Die meisten Organisationen informieren potenzielle Spender, wie hoch die Kosten für Verwaltung und Öffentlichkeitsarbeit sind. Für das DZI gelten weniger als 30 Prozent noch als vertretbar, im Durchschnitt lägen die Kosten bei Organisationen mit dem Siegel bei 14 Prozent. Diese Ausgaben sind für eine gut funktionierende, professionelle Organisation wichtig: Projekte müssen geplant und kontrolliert werden. Spender brauchen Informationsmaterial, um die Organisation bewerten zu können. Nur so lässt sich garantieren, dass das Geld auch optimal eingesetzt wird.

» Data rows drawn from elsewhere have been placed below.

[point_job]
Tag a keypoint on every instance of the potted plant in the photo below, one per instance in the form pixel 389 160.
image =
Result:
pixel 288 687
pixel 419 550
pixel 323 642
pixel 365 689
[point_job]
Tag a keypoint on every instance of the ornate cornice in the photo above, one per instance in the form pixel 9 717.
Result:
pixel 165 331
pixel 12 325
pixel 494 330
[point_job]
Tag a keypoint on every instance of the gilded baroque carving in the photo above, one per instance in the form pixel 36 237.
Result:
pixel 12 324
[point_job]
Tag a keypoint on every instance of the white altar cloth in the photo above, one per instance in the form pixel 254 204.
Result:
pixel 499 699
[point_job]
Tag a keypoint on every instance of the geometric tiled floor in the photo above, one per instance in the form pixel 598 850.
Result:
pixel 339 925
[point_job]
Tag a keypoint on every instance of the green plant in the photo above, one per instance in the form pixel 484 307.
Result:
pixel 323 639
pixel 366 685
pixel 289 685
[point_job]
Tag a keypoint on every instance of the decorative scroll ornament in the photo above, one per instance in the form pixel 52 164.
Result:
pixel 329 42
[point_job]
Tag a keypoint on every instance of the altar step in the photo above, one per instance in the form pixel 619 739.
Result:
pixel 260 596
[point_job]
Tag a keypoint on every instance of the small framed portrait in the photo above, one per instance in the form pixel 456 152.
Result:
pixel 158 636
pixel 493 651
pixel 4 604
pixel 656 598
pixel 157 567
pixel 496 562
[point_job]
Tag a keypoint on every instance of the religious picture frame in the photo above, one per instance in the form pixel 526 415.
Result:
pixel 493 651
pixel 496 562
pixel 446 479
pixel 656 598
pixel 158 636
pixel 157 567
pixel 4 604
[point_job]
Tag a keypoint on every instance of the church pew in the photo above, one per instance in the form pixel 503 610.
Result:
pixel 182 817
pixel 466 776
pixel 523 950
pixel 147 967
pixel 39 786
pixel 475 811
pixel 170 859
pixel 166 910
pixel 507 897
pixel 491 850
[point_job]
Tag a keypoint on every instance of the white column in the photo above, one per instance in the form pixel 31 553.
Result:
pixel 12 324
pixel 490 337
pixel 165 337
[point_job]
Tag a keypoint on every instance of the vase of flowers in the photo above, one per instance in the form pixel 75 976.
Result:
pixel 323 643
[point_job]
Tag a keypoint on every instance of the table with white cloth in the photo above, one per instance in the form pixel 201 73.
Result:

Wer wegen einer aktuellen Katastrophenlage spendet, sollte darauf achten, wie viel Erfahrung die Organisation in der jeweiligen Region bereits hat: "Wer schon länger vor Ort ist, hat die entsprechenden Kontakte, kann Hilfsgüter lokal zu guten Preisen einkaufen und weiß, wo die Not am größten ist", sagt Felser vom Deutschen Spendenrat.

Was sind zweckgebundene Spenden und wie sinnvoll sind sie?

1000 Bleistifte für 27 Euro - wer Geld an Unicef spendet, kann im Online-Shop genau bestimmen, was er damit finanzieren möchte: Impfstoffe, Schulsachen oder Erdnusspaste. Sogenannte zweckgebundene Spenden machen abstrakte Entwicklungshilfe anschaulich. Spender wissen so ganz genau, was mit ihrem Geld passiert.

Trotzdem rät das DZI und der Deutsche Spendenrat von solchen Spenden ab. Denn für die Organisationen ist es sehr aufwendig, diese Spenden abzuwickeln. Und im Zweifelsfall fehlt Spendengeld für dringend nötige Projekte, weil diese in der Öffentlichkeit nicht präsent genug sind. Die Hilfsorganisation Ärzte ohne Grenzen wirbt deshalb seit 2014 nicht mehr um zweckgebundene Spenden.